The NIH grant will enable the team to develop MINIR-II, a fully MRI-compatible robot, and demonstrate its safety and effectiveness. To accomplish this, MINIR-II will need to be under the direct control of the physician, with targeting information obtained exclusively from real-time MRI that uses active targeting methods with sensors embedded within MINIR-II.
"This technology has the potential to revolutionize the treatment and management of patients with difficult-to-reach intracranial tumors and to have a direct impact on improving their quality of life," says Desai. "This work is a result of exceptional collaboration over the years, between our two extraordinary institutions."
Brain tumors are among the most feared complications of cancer, occurring in 20 to 40 percent of adult cancer patients. Despite numerous advances in treatment, the prognosis for these patients is poor, with a median survival of 4-8 months. Whether a primary (intrinsic) malignancy, or a secondary (metastatic) malignancy, involvement of the brain in a cancer patient is devastating, because it threatens the very personality and identity of the individual, and is invariably the most likely of all complications to directly and severely affect the quality of life.
Currently, the optimal treatment is to remove the tumor(s) through primary surgical resection, then follow with additional therapies such as radiation and chemotherapy.
Unfortunately, in many patients the location of the brain tumor makes it too difficult to remove through primary surgical resection. This is especially true for tumors deeply embedded in the brain that may be difficult to access using conventional neurosurgical techniques. The poor general health of the patient can further complicate the matter.
A fully MRI-compatible MINIR could one day enable neurosurgeons to reach such difficult tumors and greatly improve outcomes for these patients.
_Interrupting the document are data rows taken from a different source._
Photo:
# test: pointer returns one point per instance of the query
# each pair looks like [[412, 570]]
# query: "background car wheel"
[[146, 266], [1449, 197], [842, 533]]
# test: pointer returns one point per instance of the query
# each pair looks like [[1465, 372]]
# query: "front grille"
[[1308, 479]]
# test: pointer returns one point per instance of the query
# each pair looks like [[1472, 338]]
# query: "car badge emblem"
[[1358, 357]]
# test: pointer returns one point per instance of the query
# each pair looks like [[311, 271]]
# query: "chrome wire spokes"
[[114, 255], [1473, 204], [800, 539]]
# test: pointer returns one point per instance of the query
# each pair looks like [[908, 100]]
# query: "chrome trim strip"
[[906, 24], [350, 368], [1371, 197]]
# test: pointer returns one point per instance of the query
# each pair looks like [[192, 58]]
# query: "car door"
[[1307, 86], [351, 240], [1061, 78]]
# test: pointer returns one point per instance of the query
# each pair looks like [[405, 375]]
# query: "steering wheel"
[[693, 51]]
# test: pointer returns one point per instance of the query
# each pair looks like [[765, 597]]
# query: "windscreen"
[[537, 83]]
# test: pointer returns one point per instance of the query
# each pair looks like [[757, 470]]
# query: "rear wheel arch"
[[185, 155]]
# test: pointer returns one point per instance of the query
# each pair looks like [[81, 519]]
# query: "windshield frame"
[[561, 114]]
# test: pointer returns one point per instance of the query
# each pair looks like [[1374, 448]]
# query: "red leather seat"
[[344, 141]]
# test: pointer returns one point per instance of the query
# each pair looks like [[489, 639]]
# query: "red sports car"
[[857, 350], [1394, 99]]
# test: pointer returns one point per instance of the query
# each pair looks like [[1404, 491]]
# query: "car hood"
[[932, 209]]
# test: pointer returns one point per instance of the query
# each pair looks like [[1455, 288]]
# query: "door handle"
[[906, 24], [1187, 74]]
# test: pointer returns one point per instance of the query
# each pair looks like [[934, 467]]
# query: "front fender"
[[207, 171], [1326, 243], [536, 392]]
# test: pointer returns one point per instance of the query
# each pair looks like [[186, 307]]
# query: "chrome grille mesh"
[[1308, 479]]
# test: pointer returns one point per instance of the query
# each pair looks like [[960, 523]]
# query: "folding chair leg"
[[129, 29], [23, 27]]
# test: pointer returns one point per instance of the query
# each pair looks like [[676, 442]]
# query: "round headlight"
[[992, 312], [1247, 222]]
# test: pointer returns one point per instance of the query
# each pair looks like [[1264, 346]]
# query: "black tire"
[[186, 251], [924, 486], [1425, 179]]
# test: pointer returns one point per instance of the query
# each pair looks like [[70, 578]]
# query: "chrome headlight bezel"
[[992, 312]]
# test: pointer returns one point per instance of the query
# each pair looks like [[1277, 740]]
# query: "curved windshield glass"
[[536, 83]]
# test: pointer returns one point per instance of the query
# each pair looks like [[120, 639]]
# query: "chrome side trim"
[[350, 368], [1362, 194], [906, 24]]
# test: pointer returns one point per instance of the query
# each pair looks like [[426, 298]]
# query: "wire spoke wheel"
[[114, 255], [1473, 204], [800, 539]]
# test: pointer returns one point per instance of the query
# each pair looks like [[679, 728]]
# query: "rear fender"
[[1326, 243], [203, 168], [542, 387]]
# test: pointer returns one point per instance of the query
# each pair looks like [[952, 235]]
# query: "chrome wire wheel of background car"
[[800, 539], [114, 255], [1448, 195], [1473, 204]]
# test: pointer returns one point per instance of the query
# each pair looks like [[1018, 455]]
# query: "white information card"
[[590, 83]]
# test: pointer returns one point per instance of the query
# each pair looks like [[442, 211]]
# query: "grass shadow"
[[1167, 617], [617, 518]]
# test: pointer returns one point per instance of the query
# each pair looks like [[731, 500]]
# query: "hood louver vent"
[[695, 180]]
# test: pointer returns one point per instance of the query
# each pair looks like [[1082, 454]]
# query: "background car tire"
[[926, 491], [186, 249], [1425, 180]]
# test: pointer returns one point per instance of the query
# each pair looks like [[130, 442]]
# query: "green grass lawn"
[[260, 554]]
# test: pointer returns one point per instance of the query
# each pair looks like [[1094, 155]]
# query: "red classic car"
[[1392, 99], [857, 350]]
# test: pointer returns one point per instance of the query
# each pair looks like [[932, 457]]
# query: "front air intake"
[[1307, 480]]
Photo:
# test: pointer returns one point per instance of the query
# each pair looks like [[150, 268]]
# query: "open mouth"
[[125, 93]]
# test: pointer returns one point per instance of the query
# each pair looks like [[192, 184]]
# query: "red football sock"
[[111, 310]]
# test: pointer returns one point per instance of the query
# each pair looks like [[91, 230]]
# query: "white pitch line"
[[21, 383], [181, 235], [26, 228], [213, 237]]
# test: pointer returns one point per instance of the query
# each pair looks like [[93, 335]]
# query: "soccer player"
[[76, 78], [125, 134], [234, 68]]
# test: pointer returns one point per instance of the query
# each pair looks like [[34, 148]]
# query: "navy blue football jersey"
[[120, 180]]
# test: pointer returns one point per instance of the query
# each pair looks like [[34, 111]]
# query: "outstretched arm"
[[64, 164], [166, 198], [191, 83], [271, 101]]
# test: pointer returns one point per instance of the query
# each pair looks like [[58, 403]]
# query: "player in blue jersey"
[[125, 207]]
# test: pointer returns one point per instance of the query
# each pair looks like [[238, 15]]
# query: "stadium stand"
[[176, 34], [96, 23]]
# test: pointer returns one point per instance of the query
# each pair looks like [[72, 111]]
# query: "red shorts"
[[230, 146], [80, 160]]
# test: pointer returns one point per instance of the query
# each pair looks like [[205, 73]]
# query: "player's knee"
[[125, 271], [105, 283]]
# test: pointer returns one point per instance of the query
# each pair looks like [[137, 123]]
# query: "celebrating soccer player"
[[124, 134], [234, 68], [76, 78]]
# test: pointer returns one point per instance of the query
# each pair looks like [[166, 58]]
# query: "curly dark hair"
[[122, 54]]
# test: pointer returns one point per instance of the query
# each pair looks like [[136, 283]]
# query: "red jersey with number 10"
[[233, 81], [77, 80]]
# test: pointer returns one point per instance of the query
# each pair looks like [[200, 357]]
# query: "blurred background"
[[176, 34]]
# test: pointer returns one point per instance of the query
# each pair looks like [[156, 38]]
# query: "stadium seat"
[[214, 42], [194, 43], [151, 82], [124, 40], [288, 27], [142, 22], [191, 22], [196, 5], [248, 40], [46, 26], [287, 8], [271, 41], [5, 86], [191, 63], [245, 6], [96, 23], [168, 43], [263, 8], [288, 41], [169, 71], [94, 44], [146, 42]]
Furthermore, image-guided robotic surgery avoids the complications associated with brain shifts associated with conventional tumor resections, as the target tumor may move during surgery but will always remain within sight through the exquisite contrast available from real-time MRI.
An early version of MINIR won the 2007 University of Maryland, College Park, Invention of the Year award in the Physical Science Category.
This NIH grant is one of the first awarded to a joint UMB and UMD research project under the collaboration between these two research powerhouses that is known as University of Maryland: MPowering the State.
The University of Maryland: MPowering the State brings together two universities of distinction to form a new collaborative partnership. Harnessing the resources of each, the University of Maryland, College Park, and the University of Maryland, Baltimore, will focus collective expertise on critical state-wide issues of public health, biomedical informatics and bioengineering. This collaboration will drive an even greater impact on the state, its economy, the job market, and the next generation of innovators. The joint initiatives will have a profound effect on productivity, the economy, and the very fabric of higher education.